Book Read Free

Dr. Dorp 01 The Malignant Entity

Page 1

by Otis Adelbert Kline




  The Malignant Entity

  Otis Adelbert Kline

  Amazing Stories June 1926

  ePUB Edition 2012

  Amontoth/Genesis

  I TELL you, Evans,” said Dr. Dorp, banging his fist on the arm of his chair for emphasis, “the science of psychology is in much the same stage of development today as were the material sciences in the dark ages.”

  “But surely,” I objected, “the two centuries of investigation just past have yielded some fruit. It cannot be that the eminent men who have devoted the greater part of their lives’ to this fascinating subject have labored in vain.”

  The doctor stroked his iron-gray Van Dyke meditatively.

  “With a few—a very few exceptions, I’m afraid they have,” he replied, “at least so far as their own deductions from observed phenomena are concerned.”

  “Take Sir Oliver Lodge, for example—” I began. “The conclusions of Sir Oliver will serve as an excellent example for my analogy,” said the doctor. “No doubt you are familiar with the results of his years of painstaking psychical research as expounded in his books.”

  “I believe he has become a convert to spiritism,” I replied.

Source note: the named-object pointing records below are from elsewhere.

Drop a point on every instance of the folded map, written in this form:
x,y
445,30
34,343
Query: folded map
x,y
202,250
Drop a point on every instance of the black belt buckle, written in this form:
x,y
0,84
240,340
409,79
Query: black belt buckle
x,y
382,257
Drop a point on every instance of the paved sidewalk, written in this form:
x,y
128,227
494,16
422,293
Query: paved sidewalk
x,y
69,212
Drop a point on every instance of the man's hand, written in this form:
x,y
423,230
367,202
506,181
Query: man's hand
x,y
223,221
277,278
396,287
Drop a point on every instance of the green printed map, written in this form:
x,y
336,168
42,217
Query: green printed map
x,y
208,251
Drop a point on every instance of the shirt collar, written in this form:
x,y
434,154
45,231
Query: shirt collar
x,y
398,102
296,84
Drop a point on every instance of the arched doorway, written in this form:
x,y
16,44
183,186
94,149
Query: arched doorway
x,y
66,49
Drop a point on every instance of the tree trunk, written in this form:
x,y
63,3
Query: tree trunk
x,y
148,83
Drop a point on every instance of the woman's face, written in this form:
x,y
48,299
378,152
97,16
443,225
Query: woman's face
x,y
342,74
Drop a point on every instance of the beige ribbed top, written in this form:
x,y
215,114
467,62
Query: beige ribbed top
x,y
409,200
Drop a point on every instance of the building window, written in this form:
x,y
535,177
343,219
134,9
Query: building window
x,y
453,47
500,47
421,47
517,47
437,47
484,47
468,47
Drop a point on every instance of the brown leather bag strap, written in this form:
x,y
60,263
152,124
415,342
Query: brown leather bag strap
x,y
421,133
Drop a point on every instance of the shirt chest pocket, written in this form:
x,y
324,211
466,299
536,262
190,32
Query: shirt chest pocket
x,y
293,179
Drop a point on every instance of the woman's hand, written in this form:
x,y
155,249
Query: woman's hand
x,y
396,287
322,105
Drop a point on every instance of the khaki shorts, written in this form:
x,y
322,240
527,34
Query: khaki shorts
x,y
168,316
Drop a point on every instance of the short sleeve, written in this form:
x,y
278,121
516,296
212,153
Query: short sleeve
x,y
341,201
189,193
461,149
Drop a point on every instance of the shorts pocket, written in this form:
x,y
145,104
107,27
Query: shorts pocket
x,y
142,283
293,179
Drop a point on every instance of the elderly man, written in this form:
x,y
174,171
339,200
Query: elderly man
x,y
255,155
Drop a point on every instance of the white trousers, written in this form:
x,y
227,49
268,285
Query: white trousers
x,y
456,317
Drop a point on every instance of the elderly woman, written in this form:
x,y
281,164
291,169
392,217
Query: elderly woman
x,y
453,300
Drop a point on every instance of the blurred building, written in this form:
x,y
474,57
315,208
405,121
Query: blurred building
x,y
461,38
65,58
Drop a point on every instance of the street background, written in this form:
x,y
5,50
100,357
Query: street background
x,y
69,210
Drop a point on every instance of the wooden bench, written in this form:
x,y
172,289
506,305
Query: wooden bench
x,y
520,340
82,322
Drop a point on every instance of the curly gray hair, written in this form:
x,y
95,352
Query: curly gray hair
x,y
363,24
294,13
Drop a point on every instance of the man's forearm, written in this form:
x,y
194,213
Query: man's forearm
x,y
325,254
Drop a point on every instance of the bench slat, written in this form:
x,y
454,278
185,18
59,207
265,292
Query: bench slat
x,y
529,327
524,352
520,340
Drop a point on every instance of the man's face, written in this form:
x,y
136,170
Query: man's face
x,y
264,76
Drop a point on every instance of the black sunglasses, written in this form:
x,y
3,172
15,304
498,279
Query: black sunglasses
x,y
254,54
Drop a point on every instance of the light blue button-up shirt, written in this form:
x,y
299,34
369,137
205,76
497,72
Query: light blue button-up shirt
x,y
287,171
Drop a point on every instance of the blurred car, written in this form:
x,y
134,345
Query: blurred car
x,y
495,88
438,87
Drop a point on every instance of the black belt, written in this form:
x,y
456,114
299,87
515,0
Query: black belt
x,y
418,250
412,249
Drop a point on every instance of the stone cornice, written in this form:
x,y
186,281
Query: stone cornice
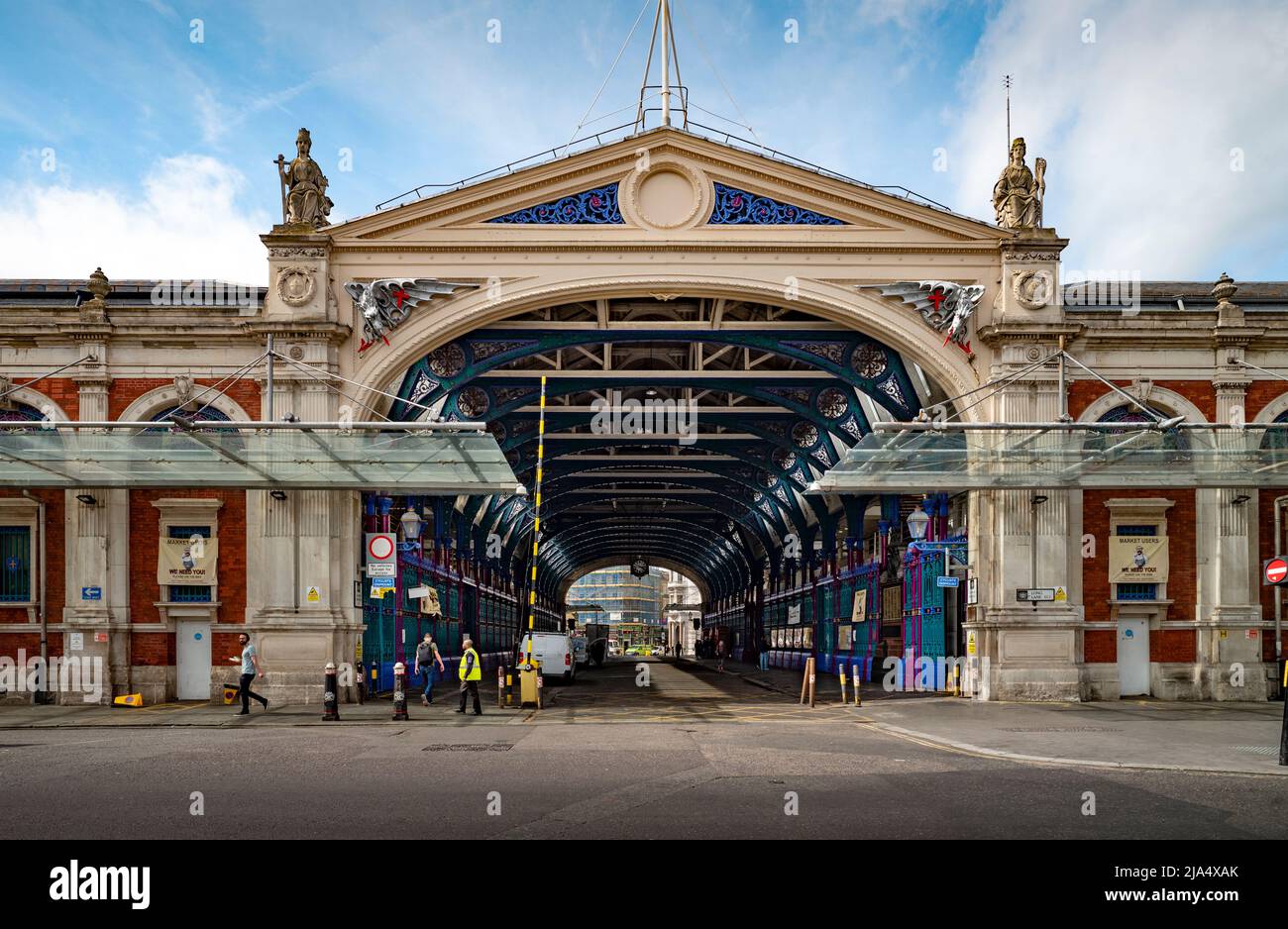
x,y
704,246
1000,334
335,334
614,159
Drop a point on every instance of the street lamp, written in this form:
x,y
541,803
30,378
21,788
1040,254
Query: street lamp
x,y
917,523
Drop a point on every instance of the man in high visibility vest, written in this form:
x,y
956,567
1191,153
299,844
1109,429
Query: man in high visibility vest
x,y
471,671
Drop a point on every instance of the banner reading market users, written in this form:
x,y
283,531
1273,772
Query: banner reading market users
x,y
1137,559
187,562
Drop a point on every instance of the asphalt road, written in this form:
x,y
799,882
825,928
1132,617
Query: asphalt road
x,y
694,756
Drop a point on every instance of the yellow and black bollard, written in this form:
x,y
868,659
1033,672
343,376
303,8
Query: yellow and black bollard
x,y
400,692
330,695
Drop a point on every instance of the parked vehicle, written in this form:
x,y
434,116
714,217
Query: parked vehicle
x,y
554,650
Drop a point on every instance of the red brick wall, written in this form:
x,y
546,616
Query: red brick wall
x,y
1100,646
1260,395
62,390
54,547
145,589
1082,394
1172,645
125,391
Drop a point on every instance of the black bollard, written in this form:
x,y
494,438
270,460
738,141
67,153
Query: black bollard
x,y
399,692
1283,726
330,695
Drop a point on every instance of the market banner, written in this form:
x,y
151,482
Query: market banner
x,y
1137,559
187,562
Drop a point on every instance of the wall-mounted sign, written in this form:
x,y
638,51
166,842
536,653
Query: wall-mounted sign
x,y
385,304
429,605
187,563
859,613
1137,559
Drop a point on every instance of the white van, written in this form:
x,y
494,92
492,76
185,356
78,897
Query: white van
x,y
554,650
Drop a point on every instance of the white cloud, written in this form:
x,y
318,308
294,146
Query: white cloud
x,y
1137,128
185,224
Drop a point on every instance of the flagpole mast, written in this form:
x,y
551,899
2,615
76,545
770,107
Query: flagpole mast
x,y
1006,82
666,60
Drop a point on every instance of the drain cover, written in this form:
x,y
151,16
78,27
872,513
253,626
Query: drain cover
x,y
473,747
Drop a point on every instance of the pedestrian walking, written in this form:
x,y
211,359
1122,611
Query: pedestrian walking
x,y
471,671
250,671
426,654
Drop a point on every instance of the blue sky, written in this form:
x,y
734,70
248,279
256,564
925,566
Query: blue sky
x,y
1163,133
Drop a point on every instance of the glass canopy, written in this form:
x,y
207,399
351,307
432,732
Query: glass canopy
x,y
923,457
425,459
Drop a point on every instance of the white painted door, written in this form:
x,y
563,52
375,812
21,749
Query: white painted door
x,y
193,657
1132,657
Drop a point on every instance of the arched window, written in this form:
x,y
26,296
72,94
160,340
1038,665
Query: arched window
x,y
18,413
1168,446
207,413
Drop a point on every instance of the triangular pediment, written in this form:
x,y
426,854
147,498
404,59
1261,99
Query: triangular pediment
x,y
674,183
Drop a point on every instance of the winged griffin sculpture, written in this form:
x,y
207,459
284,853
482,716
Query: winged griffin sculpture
x,y
384,304
943,304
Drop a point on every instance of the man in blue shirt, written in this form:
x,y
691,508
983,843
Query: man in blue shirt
x,y
250,671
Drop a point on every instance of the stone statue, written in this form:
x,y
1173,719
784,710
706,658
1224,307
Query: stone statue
x,y
1018,193
304,185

  “With all due respect to Sir Oliver,” said the doctor, “I should say that he has rather singled out such facts as suited his purpose and assembled them as evidence to support the spiritistic theory. It may seem paradoxical to add that I believe he has always been thoroughly conscientious in his investigation and sincere in his deductions.”

  “I’m afraid I do not quite follow you.”

  “There are times in the life of every man,” continued the doctor, “when emotion dethrones reason. At such crisis the most keen-witted of scientists may be blinded to truth by the overpowering influence of his own desires. Sir Oliver lost a beloved son. Only those who have suffered similar losses can appreciate the keen anguish that followed his bereavement, or sympathize with his intense longing , to communicate with Raymond. Most men are creatures of their desires.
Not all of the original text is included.